Find a function $f(x)$ sucht that $\sum_{n=0}^{\infty} \frac{n+1}{n!}x^n$ is the Taylor series of $f(x)$.

Question

Find a function $f(x)$ sucht that $\sum_{n=0}^{\infty} \frac{n+1}{n!}x^n$ is the Taylor series of $f(x)$.

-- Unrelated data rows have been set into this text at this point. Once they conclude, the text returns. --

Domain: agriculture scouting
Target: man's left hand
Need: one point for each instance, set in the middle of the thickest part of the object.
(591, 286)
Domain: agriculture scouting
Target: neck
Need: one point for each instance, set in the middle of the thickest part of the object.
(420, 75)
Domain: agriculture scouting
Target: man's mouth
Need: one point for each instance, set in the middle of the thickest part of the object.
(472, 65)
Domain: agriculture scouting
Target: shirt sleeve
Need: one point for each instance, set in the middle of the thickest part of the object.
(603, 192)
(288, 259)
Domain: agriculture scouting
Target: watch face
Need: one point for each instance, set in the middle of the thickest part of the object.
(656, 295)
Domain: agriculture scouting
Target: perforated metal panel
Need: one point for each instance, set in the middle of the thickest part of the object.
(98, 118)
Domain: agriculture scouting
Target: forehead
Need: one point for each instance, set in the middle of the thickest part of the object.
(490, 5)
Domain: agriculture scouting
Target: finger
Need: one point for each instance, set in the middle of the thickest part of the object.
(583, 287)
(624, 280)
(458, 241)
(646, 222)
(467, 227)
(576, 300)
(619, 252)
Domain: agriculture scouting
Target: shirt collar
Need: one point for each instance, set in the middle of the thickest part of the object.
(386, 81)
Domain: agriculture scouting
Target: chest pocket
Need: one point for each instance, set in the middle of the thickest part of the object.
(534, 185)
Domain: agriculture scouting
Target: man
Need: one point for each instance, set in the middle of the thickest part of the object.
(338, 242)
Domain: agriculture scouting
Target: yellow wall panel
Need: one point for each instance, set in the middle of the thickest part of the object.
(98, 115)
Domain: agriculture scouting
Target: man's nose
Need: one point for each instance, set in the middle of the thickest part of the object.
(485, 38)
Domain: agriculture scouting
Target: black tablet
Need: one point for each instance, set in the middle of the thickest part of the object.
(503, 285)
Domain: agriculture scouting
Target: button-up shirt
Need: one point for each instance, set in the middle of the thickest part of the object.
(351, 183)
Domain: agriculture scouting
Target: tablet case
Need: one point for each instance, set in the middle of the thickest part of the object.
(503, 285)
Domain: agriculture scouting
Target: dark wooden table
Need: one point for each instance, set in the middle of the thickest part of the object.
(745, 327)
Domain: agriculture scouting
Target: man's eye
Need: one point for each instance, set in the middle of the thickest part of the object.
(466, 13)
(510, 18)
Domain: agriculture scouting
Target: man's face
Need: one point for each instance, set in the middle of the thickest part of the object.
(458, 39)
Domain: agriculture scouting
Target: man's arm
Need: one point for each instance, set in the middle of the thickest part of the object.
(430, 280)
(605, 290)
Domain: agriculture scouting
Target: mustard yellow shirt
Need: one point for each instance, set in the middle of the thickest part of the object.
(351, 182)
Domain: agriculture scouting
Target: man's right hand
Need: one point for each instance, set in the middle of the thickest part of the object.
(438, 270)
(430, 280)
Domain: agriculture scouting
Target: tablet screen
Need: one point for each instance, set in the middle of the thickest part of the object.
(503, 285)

I wanted to split the sum in two parts, so you get $\sum _{n=0}^{\infty} x^n -\sum_{n=0}^{\infty}....$. Because $x^n$ is the geometric series. But I'm having problems with finding something to put on the dots. I don't really know how to approach such a problem.

Answer 1

Hint: $$\sum_{n=0}^{\infty} \frac{n+1}{n!}x^n=\sum_{n=0}^{\infty} \frac{n}{n!}x^n+\sum_{n=0}^{\infty} \frac{1}{n!}x^n=x\sum_{n=1}^{\infty} \frac{1}{(n-1)!}x^{n-1}+\sum_{n=0}^{\infty} \frac{1}{n!}x^n$$

Answer 2

According to hint of @Arthur, let $F(x)=xe^x=x\sum_{n=0}^\infty \frac{x^n}{n!}=\sum_{n=0}^\infty \frac{x^{n+1}}{n!}.$ Taking the derivative both sides $$(xe^x)'=\sum_{n=0}^\infty \frac{n+1}{n!}x^n,$$ and hence the desired function $f(x)=(xe^x)' = e^x +xe^x$.